Phyllis Lee Levin bases her book on solid historical research and yet keeps suspense alive. She combines fact and fabric of a fascinating historical period with astute psychological portraiture.Resisting the temptaion to demonize Edith, she keeps the reader's attention and fascination by bringing complexity and, oddly empathy, out of what a lesser author would have turned to a simplistic story. A triumph and a treat!

An Outstanding Accomplishment

"Edith and Woodrow: The Wilson White House" is an enthralling history of the Wilson years in American public life. Researched with exacting detail, Ms. Levin breathes life into the figures of this era. In the tradition of David McCullough, Ms. Levin is a magnificent writer, making this gripping work of history eminently readable for all.

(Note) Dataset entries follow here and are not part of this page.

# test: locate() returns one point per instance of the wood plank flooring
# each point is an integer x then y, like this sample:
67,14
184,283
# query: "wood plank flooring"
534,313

One of America's Best Books

Not only is it spectacularly written, but this book is an absolute esstential for those who thrive on presidential history, American history, politics, power, marriage and emotion. WHat balances it all is the most painstaking sort of detail that has been necessary for some 80 years. It tells the truth and it gives the facts to back it up. The irony is that Edith Wilson should now rank as the worst First Lady in history: selfish, narrow-minded, ignorant, greedy, bigoted...with phenomenal street smarts and intuition. The narrative flows like gold - even for those who "hate" history it is a marvelous journey.